Plots follow a standardized pattern:

Plot objects begin with plot_
They are saved using save_chart()
Outputs are written to figures/png, figures/pdf, and figures/svg

These outputs are also tracked as targets, so any upstream change triggers regeneration.

Running and inspecting a pipeline

Once a pipeline is defined, the primary way to execute it is with:

tar_make()

This function builds the pipeline by traversing the DAG.

Under the hood, {targets}:

Evaluates each target in the correct dependency order
Checks whether each target is up to date using its checksum
Skips targets that have not changed
Recomputes only those that are outdated, along with anything that depends on them

In practice, this means you can rerun tar_make() at any time without worrying about wasted computation.
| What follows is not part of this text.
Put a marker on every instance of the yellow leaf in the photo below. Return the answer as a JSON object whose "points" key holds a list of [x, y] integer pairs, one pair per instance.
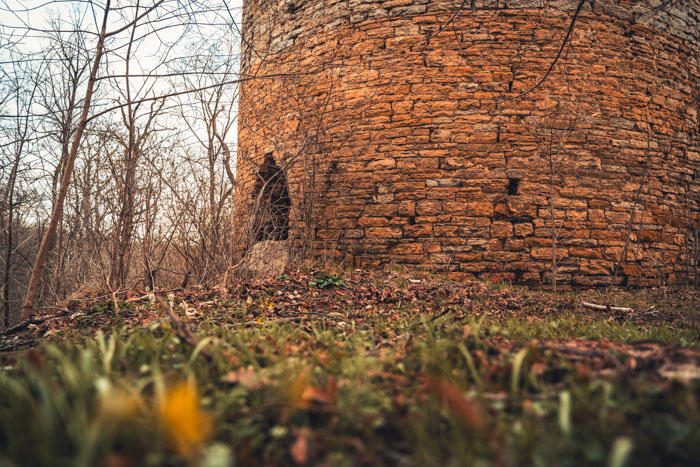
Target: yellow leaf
{"points": [[187, 427]]}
The pipeline will only do the work that is necessary to bring everything up to date.

Inspecting results during development

Because targets are stored in an internal data store rather than your global environment, interacting with them during development is slightly different from standard R workflows.

There are two primary functions for accessing target outputs:

tar_read() – inspect without loading
tar_read(target_name) returns the value of a target without placing it in your global environment. This is useful for quickly checking results or debugging without modifying your workspace.
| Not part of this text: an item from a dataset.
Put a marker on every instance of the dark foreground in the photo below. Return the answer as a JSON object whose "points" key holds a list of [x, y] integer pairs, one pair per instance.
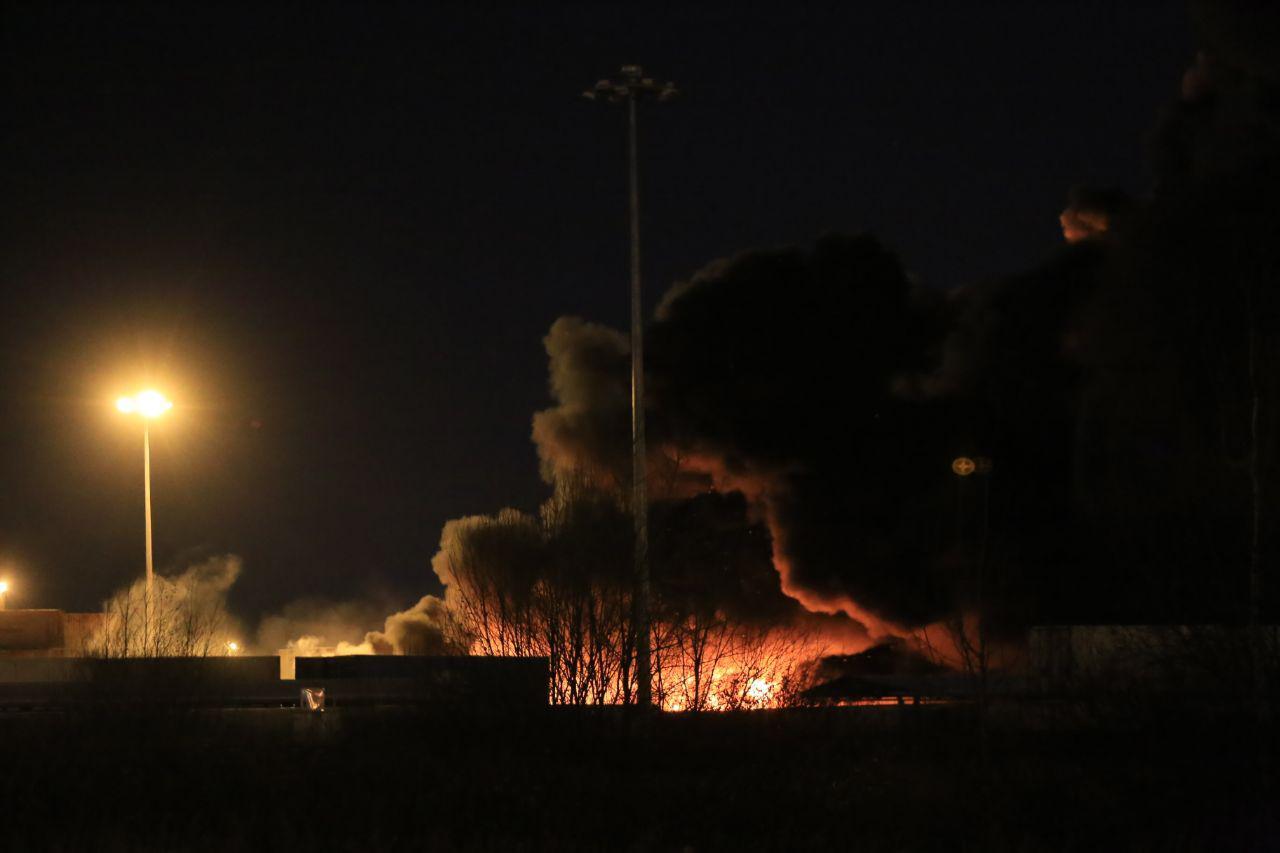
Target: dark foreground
{"points": [[872, 779]]}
tar_load() – bring into your environment
tar_load(target_name) loads the target into your global environment under its original name. This is useful when you want to work with an object interactively, for example when exploring results or building downstream analyses.

Typical workflow

A common development loop looks like:

Modify code for a target or its dependencies
Run tar_make() to update the pipeline
Use tar_read() to quickly inspect outputs
Use tar_load() when deeper interactive work is needed

This workflow keeps the pipeline as the source of truth while still allowing flexible exploration during development.

Example pipeline

A simplified _targets.R file might look like this:

library(tidyverse)
library(NSWERSutils)
library(NSWERSthemes)
library(scales)
library(targets)
library(tarchetypes)


here::i_am("_targets.R")

tar_source(here::here("R"))

tar_option_set(
  packages = c("tidyverse", "NSWERSutils"),
  controller = crew::crew_controller_local(workers = 3)
)

load_rdb_tables <- make_table_hash_target(
  c("wh_student"),
  db_con_fun = dev_con
)

list(

  load_rdb_tables,

  # create target for proportion of gender in db
  tar_target(prop_gender_lcl, 
               wh_student_tbl |>
               distinct(nswers_id, gender) |>
               filter(gender %in% c("M","F")) |>
               mutate(n_total = as.numeric(n())) |>
               group_by(gender) |>
               summarize(n_gender=as.numeric(n()), .groups = "drop") |>
               mutate(total_n = sum(n_gender)) |>
               mutate(prop_gender = as.numeric(n_gender / total_n)) |>
               collect()
  ),

  # create target for plot
  tar_target(plot_prop_gender,
               prop_gender_lcl |>
                 ggplot(aes(x = gender, y = prop_gender, fill = gender)) +
                 geom_col(width = 0.6) +
                 geom_text(
                   aes(label = percent(prop_gender, accuracy = 0.1)),
                   vjust = -0.3
                 ) +
                 scale_y_continuous(labels = percent_format(accuracy = 1)) +
                 labs(
                   title = "Gender Distribution of Students",
                   x = NULL,
                   y = "Percent of Students"
                  ) +
                  theme_nswers_default()
  ),

  # save plot as png, pdf, svg
  save_chart(plot_prop_gender, here::here("figures"))
  
)

Summary

{targets} replaces script-based workflows with a dependency-aware pipeline system:

Work is organized as a DAG of targets
Changes are detected via checksums
Only affected components are recomputed
Dependencies are transparent and visualizable

This approach improves reproducibility, efficiency, and collaboration as our work continues to scale.